Isaquias Queiroz tinha uma motivação extra e muito especial para conquistar uma medalha nas Olimpíadas de Paris: presentear seus filhos, Sebastian e Luigi. O mais velho completará 7 anos em 25 de agosto, enquanto o caçula fez 1 ano no início da semana. Durante a final do C1 1000m, nesta sexta-feira, ao se encontrar em uma situação difícil, o abraço nos filhos e na esposa, Laina Guimarães, antes de entrar na água, foi o impulso necessário para que Isaquias saísse da quinta posição e, com uma arrancada impressionante, alcançasse o segundo lugar, cumprindo a promessa feita ao filho mais velho.
Após a conquista, Isaquias compartilhou o momento com a família, entregando o “presente” aos filhos. No entanto, durante a comemoração, a medalha acabou caindo no chão e sofreu uma lasca quando Isaquias a colocou no pescoço de Sebastian.
Chateado com o incidente, ele pediu à assessoria para verificar com a organização das Olimpíadas a possibilidade de trocar a medalha, e as negociações já estão em andamento.
Há um precedente favorável a Isaquias: em Londres 2012, o judoca Felipe Kitadai, que ganhou bronze na categoria ligeiro (até 60kg), quebrou sua medalha ao tomar banho e recebeu uma nova.
Antes disso, Isaquias havia comentado com o repórter Pedro Bassan, da TV Globo, sobre a emoção de viver momentos tão especiais ao lado dos filhos e da esposa.
“É uma sensação incrível, diferente. É muito especial para mim. Ganhei medalha de prata e bronze no Rio, o ouro em Tóquio, mas sem a presença de familiares e torcida (por causa da pandemia de Covid-19). Agora, poder ganhar essa medalha de prata na frente dos filhos e da esposa é maravilhoso.
Ele (Sebastian) estava me pedindo muito a medalha. Consegui para ele. Não foi o ouro, mas essa prata, do jeito que foi, vale ouro. Ele ficou feliz, mordeu a medalha. O Sebastian já entende todo o processo, tem acompanhado bem de perto. A minha família me ajudou bastante ao longo desses últimos anos, e poder comemorar com eles presentes aqui é algo único,” afirmou.

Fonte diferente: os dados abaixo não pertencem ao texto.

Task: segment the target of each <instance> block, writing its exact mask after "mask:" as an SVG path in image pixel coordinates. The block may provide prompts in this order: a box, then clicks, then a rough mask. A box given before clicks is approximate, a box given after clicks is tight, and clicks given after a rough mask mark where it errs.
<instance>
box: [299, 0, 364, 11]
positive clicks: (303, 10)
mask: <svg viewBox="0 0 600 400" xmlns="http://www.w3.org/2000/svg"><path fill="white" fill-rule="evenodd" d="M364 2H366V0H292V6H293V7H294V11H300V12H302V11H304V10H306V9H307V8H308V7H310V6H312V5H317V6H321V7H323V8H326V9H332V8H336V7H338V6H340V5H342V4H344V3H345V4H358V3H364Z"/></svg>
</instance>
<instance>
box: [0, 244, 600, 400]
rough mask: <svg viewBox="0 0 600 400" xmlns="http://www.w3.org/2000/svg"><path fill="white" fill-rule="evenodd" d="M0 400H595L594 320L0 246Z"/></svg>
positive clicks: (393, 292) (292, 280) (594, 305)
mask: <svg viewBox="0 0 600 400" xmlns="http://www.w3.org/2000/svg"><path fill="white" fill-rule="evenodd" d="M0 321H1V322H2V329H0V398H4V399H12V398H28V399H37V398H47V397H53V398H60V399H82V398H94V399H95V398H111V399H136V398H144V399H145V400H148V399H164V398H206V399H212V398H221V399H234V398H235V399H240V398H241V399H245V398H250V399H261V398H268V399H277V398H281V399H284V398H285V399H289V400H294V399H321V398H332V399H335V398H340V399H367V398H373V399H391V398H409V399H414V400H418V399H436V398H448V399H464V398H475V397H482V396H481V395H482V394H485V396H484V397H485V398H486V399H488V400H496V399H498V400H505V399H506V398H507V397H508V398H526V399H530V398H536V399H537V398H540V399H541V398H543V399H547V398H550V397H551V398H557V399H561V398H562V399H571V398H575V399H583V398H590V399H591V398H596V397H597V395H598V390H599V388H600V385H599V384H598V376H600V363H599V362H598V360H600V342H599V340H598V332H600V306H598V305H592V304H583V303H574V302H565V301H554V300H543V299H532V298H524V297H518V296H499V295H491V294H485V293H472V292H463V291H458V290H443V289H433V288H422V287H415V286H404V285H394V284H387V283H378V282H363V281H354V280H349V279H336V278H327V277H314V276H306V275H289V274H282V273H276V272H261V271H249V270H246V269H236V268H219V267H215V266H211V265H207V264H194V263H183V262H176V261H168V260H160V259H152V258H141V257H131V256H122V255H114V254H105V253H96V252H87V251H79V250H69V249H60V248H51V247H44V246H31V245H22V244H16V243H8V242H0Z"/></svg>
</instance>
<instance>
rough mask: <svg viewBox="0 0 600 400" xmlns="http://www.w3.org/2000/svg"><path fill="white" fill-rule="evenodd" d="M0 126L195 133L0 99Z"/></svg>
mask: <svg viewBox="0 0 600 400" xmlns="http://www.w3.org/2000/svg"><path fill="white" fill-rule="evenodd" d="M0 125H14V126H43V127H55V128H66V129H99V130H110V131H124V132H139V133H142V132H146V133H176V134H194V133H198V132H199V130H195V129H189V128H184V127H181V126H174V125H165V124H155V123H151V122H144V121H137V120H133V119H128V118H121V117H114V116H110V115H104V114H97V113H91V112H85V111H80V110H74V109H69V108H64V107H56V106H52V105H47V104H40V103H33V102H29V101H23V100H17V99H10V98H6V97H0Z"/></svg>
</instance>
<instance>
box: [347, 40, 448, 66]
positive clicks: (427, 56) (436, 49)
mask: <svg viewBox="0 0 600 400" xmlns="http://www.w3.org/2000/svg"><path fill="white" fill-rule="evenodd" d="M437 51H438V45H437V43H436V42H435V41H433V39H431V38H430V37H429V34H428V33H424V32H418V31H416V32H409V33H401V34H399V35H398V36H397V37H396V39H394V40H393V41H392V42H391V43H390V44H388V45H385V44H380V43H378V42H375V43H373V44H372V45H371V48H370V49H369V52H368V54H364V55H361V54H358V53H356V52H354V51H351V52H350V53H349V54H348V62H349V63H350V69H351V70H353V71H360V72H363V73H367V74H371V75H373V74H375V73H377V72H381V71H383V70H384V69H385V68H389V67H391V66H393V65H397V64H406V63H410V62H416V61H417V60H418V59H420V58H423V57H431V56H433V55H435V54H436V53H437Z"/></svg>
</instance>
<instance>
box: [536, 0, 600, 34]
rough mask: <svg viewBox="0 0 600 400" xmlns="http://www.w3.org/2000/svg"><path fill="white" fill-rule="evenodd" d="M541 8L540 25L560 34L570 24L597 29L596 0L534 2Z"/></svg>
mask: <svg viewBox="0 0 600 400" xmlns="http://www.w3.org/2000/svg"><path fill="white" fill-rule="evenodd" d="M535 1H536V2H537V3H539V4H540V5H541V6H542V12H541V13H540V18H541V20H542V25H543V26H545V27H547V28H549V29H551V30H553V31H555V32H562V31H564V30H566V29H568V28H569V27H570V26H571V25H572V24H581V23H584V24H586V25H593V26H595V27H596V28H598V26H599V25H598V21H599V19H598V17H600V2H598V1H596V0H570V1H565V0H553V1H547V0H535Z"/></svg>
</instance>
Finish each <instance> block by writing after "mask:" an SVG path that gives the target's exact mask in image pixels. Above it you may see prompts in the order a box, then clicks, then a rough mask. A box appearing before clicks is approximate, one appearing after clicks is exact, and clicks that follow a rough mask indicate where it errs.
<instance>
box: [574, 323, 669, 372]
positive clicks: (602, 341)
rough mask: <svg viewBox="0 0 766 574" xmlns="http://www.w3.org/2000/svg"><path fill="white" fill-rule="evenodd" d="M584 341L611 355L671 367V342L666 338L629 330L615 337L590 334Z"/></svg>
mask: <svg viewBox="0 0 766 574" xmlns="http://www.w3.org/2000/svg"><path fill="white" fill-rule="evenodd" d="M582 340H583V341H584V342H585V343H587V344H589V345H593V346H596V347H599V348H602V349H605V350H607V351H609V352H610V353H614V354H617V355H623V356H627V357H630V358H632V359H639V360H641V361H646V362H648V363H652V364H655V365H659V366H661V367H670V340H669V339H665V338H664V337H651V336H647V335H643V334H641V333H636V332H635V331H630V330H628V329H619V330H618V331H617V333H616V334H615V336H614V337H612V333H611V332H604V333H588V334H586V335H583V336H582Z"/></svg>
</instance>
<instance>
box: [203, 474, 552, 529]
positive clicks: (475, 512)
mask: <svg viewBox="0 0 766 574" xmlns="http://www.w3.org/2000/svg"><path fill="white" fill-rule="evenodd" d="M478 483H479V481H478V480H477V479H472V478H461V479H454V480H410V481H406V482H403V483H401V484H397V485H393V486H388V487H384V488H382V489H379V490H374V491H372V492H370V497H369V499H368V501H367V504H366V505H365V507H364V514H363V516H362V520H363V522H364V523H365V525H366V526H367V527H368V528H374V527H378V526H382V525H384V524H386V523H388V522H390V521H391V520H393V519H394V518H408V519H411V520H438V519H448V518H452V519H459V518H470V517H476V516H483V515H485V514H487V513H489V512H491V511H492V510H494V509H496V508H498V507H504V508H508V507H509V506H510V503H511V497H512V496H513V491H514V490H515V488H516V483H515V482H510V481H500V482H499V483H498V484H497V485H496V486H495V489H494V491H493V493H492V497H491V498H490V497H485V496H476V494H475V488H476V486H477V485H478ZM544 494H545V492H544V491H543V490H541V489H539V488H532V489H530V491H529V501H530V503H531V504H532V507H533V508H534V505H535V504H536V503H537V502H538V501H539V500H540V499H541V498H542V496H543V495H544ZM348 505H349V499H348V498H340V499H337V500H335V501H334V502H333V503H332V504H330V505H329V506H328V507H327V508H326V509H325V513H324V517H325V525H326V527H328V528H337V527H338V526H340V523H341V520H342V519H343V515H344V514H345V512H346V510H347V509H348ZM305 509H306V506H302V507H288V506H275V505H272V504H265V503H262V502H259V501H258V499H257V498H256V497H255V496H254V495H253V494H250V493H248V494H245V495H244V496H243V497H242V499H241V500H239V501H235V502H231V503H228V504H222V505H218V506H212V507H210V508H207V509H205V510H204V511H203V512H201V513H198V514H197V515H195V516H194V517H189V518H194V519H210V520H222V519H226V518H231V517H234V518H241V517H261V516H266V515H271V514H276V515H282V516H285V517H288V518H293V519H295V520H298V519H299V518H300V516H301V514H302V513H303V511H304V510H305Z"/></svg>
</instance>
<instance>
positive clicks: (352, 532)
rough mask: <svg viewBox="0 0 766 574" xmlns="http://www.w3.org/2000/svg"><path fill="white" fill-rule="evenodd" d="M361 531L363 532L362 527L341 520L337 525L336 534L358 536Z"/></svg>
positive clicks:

Isaquias contou com o apoio da família nas arquibancadas do Estádio Náutico desde o início das competições de canoagem de velocidade. Após terminar em oitavo lugar no C2 500m ao lado de Jacky Godmann, ele transformou a frustração do dia anterior em uma conquista nesta sexta-feira.
Isaquias na história do Brasil
Com esta medalha, Isaquias alcançou seu quinto pódio olímpico na carreira, igualando-se aos velejadores Robert Scheidt e Torben Grael como o segundo maior medalhista olímpico do Brasil. O topo do ranking é ocupado pela ginasta Rebeca Andrade, com seis medalhas.